Após, chegou uma turma nova de "meninos" na APFM, como Marcelo Vinhas, Bruno, Preguinho, José Victor, meu irmão (Tiago) e outros, nesta época comecei a entender a mística do jogo de botão, comecei a tratar aqueles botões como filhos, cuidava, lixava, tirava o fio, filosofava com eles em casa, antes dos combates, lhes pedia empenho após inúmeras derrotas (visto que eu era no mínimo 2 anos mais jovem do que os outros garotos). Começa a relação pai-e-filho com "meus atletas".

Nessa época lembro que os jogos eram nos domingos pela manha, e Osmar e Figueira se revezavam em me pegar em casa para jogar, eu juro que nunca vou entender o carinho que estes homens tem pela minha pessoa. Passadas 2 ou 3 temporadas nos juvenis da APFM, não poderia mais jogar botãao pois haveria sido extinta a categoria juvenil daquele ano e eu tinha apenas 11 anos, idade insuficiente para jogar a divisão de acesso (1a divisão). neste mesmo ano é fundada a Academia de Futebol de Mesa.

A ACADEMIA

Agremiação a qual faço parte desde seu 1 dia de sua fundação em abril de 1997, são fundadores os senhores: Paulo Zilberknop, José Bernanrdo Figueira, Luis Fernando Silva, Osmar Iost Jr., Jorge Luiz Ferreira Malhão, Alexandre Schlee Gomes, Sérgio Pierobom e Diego Figueira. Estes homens são os meus mestres e os meus professores, me ensinaram tudo o que sei sobre Futebol de Mesa. Tenho uma dívida impagável com estes homens. Agradeço todos os dias por eles fazerem parte da minha vida.
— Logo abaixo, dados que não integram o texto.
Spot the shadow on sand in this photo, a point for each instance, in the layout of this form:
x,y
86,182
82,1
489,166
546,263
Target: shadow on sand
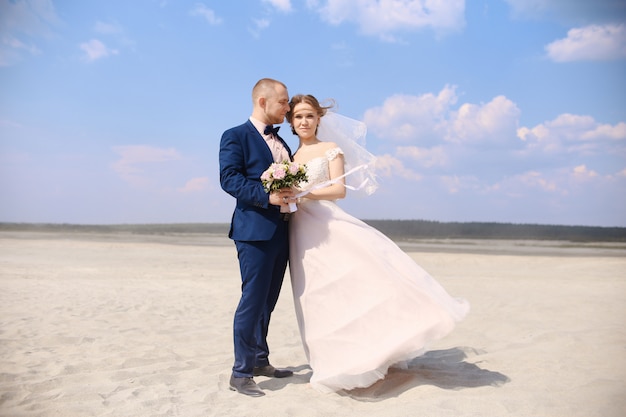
x,y
442,368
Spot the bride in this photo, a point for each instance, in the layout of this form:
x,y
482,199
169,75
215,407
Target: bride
x,y
362,304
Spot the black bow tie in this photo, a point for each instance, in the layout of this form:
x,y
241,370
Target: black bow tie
x,y
269,130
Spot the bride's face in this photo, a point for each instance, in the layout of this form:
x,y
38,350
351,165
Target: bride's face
x,y
305,120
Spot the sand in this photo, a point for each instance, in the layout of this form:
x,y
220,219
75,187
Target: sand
x,y
125,325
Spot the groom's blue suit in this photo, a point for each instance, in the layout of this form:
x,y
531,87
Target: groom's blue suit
x,y
261,238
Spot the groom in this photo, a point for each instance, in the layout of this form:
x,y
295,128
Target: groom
x,y
259,229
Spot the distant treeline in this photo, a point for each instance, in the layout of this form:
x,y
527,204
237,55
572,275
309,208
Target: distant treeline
x,y
395,229
423,229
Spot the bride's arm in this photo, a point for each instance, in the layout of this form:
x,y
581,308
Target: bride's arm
x,y
334,191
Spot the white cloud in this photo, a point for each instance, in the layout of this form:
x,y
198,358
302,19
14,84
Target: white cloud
x,y
568,131
22,25
581,171
436,156
430,118
95,49
590,43
208,14
406,118
383,18
494,122
282,5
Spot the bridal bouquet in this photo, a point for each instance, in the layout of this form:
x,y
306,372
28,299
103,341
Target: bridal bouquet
x,y
284,174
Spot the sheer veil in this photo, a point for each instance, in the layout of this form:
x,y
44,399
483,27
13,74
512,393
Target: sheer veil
x,y
349,135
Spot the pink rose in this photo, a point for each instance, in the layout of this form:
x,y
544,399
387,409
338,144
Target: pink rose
x,y
293,168
279,173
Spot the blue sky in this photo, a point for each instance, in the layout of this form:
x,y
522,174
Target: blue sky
x,y
496,110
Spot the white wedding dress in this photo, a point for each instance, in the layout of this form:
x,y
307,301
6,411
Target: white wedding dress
x,y
362,303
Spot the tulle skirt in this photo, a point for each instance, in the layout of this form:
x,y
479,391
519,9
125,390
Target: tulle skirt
x,y
362,303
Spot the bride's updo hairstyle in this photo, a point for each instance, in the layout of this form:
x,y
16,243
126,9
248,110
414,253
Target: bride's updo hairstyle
x,y
311,101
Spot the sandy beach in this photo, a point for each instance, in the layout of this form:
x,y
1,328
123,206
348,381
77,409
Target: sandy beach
x,y
126,325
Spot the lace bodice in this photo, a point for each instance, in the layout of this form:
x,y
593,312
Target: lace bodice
x,y
317,168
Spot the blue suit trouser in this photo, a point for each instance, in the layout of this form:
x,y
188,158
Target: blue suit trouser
x,y
262,265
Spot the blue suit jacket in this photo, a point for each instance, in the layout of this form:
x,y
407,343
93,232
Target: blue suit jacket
x,y
244,156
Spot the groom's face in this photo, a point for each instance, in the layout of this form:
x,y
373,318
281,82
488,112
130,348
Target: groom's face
x,y
277,105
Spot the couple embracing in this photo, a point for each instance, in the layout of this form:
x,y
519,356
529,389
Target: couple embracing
x,y
362,304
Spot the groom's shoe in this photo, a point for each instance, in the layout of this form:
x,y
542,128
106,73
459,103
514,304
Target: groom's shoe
x,y
246,386
272,372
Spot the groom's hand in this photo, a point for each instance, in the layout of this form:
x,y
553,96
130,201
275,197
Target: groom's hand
x,y
282,197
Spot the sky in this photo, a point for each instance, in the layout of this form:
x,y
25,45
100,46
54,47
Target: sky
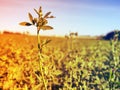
x,y
87,17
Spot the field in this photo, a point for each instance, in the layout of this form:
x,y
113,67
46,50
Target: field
x,y
66,64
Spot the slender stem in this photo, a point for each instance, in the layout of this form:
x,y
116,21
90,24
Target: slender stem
x,y
39,59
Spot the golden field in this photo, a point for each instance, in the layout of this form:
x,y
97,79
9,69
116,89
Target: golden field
x,y
67,64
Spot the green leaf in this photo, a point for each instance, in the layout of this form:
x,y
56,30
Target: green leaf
x,y
47,14
25,24
51,17
31,18
46,27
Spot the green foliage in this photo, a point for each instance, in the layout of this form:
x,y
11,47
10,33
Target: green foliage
x,y
40,22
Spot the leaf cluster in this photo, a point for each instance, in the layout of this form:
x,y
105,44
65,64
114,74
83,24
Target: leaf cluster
x,y
40,22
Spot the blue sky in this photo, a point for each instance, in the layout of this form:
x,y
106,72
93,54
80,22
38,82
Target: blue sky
x,y
87,17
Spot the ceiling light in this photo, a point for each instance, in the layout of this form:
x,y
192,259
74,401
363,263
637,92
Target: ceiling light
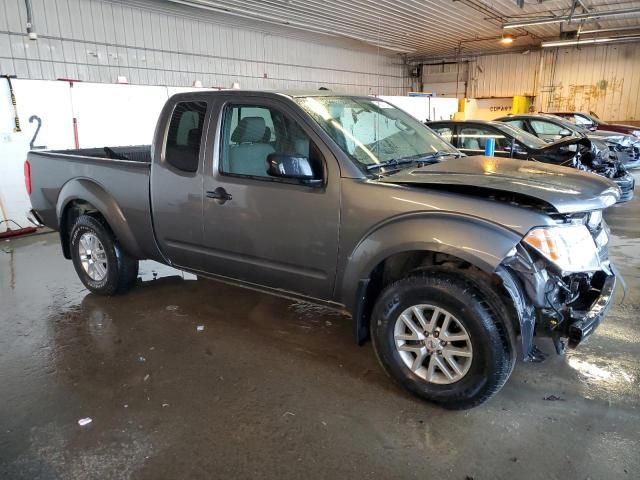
x,y
589,41
584,17
506,39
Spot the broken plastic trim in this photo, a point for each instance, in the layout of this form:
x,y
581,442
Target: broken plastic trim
x,y
525,310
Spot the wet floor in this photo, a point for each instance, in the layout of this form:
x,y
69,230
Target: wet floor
x,y
187,378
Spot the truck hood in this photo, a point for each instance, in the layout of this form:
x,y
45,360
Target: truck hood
x,y
566,190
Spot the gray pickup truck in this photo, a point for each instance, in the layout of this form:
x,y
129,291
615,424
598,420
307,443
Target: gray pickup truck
x,y
450,264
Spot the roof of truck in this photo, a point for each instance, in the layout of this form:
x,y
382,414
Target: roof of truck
x,y
288,93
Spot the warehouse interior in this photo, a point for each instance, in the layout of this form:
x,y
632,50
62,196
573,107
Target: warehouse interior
x,y
185,373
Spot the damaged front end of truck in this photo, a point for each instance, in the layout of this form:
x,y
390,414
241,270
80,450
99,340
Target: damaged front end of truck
x,y
561,281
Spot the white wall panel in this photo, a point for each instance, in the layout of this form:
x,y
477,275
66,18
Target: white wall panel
x,y
52,103
166,44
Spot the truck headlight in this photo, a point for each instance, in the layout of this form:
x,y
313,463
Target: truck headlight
x,y
570,247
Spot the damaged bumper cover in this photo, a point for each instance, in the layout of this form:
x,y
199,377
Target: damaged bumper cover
x,y
586,322
547,305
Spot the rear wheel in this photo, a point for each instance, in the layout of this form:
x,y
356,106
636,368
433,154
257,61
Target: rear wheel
x,y
439,337
101,263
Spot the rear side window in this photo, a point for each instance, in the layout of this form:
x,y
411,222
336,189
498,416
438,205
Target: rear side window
x,y
185,135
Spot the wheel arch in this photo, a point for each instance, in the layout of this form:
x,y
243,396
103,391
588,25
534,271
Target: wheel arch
x,y
411,244
83,195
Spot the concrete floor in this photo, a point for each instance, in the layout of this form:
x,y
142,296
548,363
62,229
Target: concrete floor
x,y
275,389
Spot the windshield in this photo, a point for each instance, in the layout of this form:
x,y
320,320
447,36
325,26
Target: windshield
x,y
373,132
526,138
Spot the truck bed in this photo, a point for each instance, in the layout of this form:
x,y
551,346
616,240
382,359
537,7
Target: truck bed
x,y
116,179
134,153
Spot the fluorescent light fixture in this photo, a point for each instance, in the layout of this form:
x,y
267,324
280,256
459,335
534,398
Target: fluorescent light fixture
x,y
589,41
580,17
506,39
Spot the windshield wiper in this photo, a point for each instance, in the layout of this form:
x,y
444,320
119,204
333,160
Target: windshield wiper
x,y
420,158
441,153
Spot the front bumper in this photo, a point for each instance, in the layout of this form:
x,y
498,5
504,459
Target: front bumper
x,y
626,183
583,325
543,308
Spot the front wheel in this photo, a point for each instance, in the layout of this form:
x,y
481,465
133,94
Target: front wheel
x,y
442,339
101,263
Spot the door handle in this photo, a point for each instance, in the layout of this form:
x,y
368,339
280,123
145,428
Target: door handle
x,y
220,195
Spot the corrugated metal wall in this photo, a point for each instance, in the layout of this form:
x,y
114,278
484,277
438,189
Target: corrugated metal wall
x,y
503,75
604,79
157,43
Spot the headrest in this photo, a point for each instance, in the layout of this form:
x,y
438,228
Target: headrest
x,y
193,138
249,130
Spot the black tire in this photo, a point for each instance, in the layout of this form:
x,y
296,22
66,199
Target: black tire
x,y
121,268
493,355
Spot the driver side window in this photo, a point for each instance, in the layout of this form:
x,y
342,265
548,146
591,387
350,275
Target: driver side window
x,y
252,132
545,128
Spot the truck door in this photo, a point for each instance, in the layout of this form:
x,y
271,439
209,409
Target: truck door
x,y
176,181
261,229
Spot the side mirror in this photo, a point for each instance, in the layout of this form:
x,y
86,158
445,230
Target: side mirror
x,y
282,165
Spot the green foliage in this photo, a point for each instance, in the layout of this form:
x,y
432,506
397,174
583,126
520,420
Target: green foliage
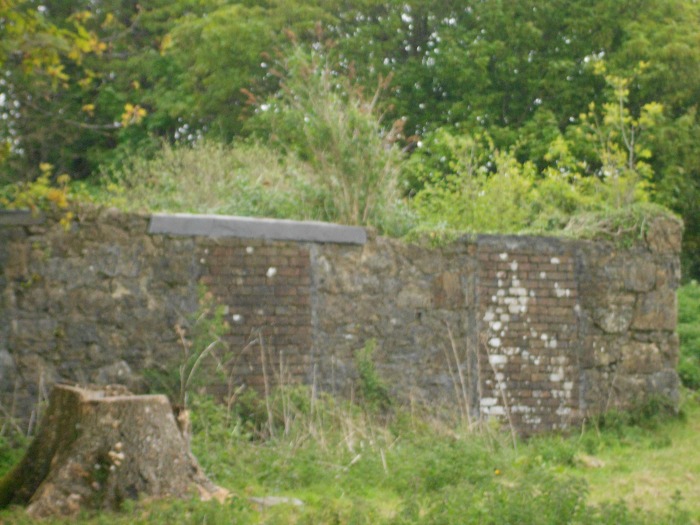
x,y
464,184
373,390
204,352
689,333
208,177
325,119
41,195
349,466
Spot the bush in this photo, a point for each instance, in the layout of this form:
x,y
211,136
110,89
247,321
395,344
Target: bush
x,y
325,119
209,177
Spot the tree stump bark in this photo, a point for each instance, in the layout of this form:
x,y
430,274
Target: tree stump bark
x,y
95,449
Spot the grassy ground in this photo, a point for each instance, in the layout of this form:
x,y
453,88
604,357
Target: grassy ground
x,y
363,464
348,466
650,469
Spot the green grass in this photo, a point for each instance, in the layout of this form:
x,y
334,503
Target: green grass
x,y
651,468
349,464
382,463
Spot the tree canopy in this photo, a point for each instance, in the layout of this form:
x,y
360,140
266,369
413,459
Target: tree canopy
x,y
574,90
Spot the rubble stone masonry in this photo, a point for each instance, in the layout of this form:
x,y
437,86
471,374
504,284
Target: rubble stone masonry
x,y
537,331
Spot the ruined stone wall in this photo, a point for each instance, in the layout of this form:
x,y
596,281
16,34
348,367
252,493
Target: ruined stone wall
x,y
539,331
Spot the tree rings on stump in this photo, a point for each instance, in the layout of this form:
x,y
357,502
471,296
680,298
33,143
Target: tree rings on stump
x,y
96,447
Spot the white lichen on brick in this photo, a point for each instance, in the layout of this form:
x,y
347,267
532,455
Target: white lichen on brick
x,y
496,359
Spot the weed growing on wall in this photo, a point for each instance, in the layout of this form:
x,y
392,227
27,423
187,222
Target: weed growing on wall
x,y
203,351
373,390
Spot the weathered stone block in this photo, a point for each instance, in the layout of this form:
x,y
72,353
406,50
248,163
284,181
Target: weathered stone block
x,y
615,314
655,310
664,235
447,291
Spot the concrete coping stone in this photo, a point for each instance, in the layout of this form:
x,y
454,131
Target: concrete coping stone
x,y
186,224
20,218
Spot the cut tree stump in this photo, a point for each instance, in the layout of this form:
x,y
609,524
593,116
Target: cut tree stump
x,y
98,446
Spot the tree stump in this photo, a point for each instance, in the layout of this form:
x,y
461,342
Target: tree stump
x,y
94,449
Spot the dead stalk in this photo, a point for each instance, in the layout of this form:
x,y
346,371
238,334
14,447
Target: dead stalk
x,y
502,390
462,382
266,382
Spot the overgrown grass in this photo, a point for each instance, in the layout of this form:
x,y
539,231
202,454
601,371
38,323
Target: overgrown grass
x,y
348,465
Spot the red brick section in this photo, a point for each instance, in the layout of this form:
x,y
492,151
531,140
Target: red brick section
x,y
266,287
528,328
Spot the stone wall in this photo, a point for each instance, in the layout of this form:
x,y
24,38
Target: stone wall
x,y
540,331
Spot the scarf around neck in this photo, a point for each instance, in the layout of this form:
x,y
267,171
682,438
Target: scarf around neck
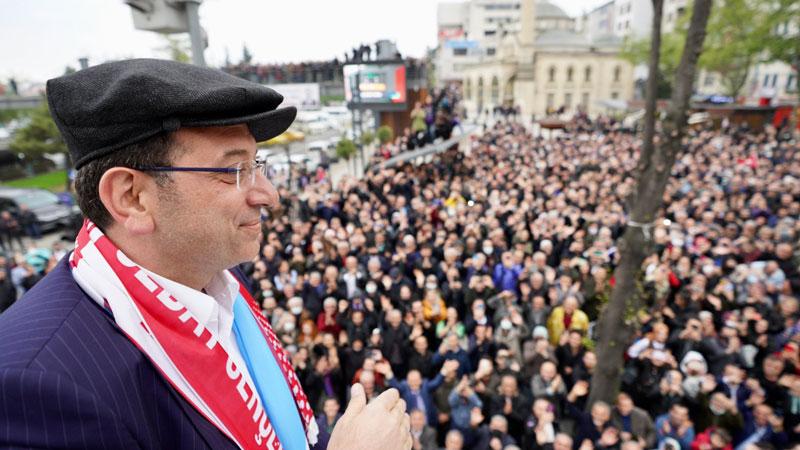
x,y
189,355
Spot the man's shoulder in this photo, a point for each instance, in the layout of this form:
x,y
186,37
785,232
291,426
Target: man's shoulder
x,y
56,327
34,320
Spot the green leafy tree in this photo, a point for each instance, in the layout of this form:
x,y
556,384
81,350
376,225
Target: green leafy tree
x,y
39,136
783,41
177,49
736,39
385,134
346,149
367,138
637,51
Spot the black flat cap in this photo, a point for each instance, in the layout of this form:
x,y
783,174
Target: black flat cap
x,y
106,107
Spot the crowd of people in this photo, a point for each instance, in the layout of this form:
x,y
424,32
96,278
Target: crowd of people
x,y
472,284
22,267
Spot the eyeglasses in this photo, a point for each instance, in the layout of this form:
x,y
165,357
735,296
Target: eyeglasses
x,y
242,173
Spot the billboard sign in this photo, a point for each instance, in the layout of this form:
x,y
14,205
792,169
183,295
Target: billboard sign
x,y
303,96
379,86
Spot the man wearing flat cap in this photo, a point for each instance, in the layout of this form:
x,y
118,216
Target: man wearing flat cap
x,y
142,337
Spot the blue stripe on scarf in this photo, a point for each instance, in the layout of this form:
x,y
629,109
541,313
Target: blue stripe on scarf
x,y
277,399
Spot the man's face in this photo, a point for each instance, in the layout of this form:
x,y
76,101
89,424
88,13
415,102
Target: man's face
x,y
625,405
203,216
678,415
417,420
600,414
453,442
414,380
331,407
562,442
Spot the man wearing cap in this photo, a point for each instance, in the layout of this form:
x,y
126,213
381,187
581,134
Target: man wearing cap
x,y
142,337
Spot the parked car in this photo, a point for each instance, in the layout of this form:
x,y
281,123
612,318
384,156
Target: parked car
x,y
50,211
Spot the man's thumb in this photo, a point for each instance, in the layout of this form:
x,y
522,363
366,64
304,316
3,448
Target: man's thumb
x,y
358,400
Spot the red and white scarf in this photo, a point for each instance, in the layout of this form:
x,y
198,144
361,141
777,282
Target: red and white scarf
x,y
187,354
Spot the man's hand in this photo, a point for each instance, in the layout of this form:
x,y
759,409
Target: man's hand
x,y
383,423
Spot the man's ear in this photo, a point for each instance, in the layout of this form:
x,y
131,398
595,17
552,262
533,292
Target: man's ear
x,y
130,197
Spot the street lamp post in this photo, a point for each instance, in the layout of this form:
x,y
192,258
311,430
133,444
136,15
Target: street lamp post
x,y
195,32
171,16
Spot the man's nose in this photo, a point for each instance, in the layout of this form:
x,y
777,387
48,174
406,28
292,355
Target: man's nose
x,y
263,193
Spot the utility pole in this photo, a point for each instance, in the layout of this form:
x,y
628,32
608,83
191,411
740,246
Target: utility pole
x,y
195,32
171,16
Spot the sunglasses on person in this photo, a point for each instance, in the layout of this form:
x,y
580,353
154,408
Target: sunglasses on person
x,y
243,173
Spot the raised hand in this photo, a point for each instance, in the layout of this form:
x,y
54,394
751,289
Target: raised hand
x,y
383,423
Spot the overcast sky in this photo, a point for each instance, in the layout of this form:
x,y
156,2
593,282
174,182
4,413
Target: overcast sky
x,y
39,38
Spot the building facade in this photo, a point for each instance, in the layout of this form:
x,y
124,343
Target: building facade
x,y
542,64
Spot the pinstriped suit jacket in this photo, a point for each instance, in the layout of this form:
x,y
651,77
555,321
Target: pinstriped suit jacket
x,y
70,379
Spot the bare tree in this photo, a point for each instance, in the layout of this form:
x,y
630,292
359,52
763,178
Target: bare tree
x,y
617,322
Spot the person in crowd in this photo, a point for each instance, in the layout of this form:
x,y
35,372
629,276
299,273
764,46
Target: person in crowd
x,y
675,425
501,258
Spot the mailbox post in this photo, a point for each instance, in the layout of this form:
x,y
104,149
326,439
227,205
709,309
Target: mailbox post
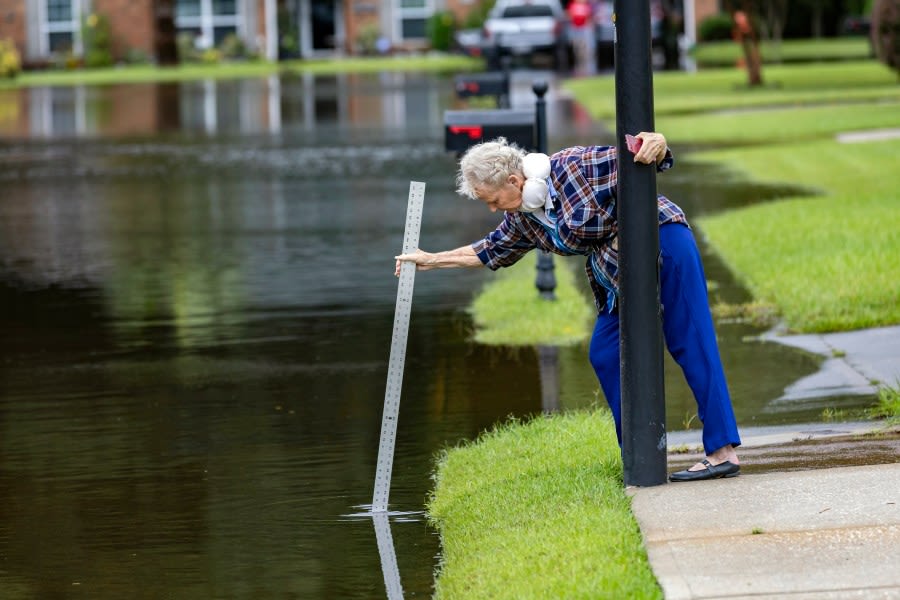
x,y
546,277
465,128
492,83
526,129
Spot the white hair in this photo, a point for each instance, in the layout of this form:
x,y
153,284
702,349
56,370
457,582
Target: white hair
x,y
488,164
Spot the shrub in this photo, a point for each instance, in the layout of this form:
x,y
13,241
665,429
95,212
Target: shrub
x,y
886,32
97,38
233,47
441,26
187,49
136,56
716,27
478,15
367,38
10,61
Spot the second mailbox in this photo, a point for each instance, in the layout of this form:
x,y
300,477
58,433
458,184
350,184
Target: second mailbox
x,y
465,128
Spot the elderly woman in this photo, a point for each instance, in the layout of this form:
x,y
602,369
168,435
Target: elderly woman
x,y
566,204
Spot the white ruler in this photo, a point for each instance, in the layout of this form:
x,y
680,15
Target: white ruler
x,y
389,567
398,350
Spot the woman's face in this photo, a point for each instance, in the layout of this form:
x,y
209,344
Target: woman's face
x,y
507,197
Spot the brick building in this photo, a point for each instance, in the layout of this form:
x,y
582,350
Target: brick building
x,y
42,29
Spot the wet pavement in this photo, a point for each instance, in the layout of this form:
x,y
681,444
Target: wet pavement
x,y
813,534
196,295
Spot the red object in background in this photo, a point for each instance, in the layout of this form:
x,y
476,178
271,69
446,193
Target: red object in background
x,y
634,144
579,13
473,131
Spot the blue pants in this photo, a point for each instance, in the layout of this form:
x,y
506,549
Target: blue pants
x,y
690,339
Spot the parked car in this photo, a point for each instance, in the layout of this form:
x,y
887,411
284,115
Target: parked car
x,y
605,29
525,27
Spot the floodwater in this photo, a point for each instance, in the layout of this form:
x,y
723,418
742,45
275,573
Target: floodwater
x,y
196,301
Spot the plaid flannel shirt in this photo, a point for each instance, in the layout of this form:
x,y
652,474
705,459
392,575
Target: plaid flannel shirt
x,y
583,188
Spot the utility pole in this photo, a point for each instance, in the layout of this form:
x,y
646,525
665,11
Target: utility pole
x,y
641,349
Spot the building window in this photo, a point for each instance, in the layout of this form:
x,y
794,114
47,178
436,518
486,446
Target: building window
x,y
210,21
60,26
413,15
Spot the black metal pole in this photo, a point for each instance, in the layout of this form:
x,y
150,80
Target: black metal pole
x,y
546,278
643,398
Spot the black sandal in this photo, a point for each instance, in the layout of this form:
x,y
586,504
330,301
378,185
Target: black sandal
x,y
725,469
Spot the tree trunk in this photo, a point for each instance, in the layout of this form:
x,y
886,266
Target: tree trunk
x,y
165,33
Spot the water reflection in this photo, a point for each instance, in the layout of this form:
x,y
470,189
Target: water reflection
x,y
196,295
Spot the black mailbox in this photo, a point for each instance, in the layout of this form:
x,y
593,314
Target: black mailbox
x,y
465,128
484,84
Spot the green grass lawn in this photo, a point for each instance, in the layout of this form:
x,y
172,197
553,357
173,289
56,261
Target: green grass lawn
x,y
239,70
826,261
538,510
679,93
510,312
829,262
831,49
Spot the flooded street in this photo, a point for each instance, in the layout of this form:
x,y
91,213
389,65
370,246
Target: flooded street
x,y
196,300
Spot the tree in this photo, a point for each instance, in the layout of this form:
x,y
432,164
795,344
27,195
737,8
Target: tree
x,y
886,32
745,35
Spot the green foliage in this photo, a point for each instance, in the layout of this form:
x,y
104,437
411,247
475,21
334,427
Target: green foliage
x,y
510,312
135,56
185,42
726,53
440,28
537,510
823,270
367,38
10,61
478,15
233,48
886,32
97,39
827,273
888,404
715,27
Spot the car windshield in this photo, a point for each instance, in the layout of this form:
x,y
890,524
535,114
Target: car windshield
x,y
527,10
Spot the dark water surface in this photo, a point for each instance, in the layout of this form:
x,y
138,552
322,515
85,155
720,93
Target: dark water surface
x,y
196,302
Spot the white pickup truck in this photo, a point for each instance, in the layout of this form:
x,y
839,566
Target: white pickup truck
x,y
525,27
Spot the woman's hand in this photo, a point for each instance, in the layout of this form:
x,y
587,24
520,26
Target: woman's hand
x,y
463,256
419,257
653,148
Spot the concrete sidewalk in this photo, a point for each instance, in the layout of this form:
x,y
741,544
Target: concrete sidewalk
x,y
827,533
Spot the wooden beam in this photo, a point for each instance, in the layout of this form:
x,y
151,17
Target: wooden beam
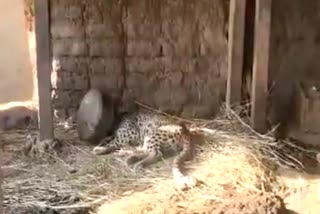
x,y
235,51
1,182
42,30
261,65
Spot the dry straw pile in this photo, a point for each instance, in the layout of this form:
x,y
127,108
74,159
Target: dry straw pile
x,y
235,163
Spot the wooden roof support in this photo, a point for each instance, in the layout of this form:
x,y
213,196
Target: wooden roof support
x,y
1,182
235,51
44,66
261,65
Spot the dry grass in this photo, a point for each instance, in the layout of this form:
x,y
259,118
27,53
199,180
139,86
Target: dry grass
x,y
235,160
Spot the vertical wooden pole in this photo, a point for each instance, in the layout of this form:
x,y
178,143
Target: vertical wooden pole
x,y
235,51
261,65
42,30
1,177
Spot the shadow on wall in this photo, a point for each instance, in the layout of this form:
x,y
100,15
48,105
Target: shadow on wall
x,y
16,78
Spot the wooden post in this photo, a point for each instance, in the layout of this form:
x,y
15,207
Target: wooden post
x,y
1,177
261,65
235,51
44,66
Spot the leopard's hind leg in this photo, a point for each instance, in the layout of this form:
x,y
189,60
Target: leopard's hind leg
x,y
150,155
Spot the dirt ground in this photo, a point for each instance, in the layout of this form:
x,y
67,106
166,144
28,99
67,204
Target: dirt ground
x,y
76,178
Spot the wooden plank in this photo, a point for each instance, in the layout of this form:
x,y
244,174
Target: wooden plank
x,y
235,51
1,182
261,65
42,30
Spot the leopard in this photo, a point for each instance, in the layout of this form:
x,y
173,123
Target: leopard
x,y
159,137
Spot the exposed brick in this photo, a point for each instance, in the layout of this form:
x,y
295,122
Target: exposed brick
x,y
142,65
70,80
65,29
107,48
109,84
145,30
71,13
67,98
71,64
102,30
143,49
111,66
70,47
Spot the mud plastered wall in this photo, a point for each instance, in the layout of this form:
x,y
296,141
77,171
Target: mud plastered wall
x,y
171,55
295,45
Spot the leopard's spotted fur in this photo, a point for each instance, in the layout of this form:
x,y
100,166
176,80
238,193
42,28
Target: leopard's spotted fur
x,y
158,140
Me ensinaram valores que levarei pra sempre, em qualquer âmbito da minha vida.

Então em 1997, aos 11 para 12 anos de idade, pela 1a vez, eu poderia jogar com as feras, com meus ídolos, essa época da minha vida no esporte considero minha época auge, me deslumbrava a cada sábado ao saber o que era possível se fazer numa mesa, a cada sábado eu me sentia mais forte, mais evoluido. e Após pelo menos 3 anos apanhando e aprendendo comecei a incomodar nos campeonatos internos, e logo após vieram alguns títulos internos no início dos anos 2000. Já na Academia ganhei meu 3 time, este da Juventus, mandei fazer do jeito que eu queria, jogo com a Juve até os dias de hoje, com a mesma escalação.

O LISO

O liso foi um caso de amor que começou em 2000 no campeonato Brasileiro em Porto Alegre, no qual eu não tinha vaga para a modalidade livre, sobrou vaga pro liso, peguei um velho time emprestado do Figueira e fui jogar. Somente havia jogado um unico campeonato uma ou 2 semanas antes.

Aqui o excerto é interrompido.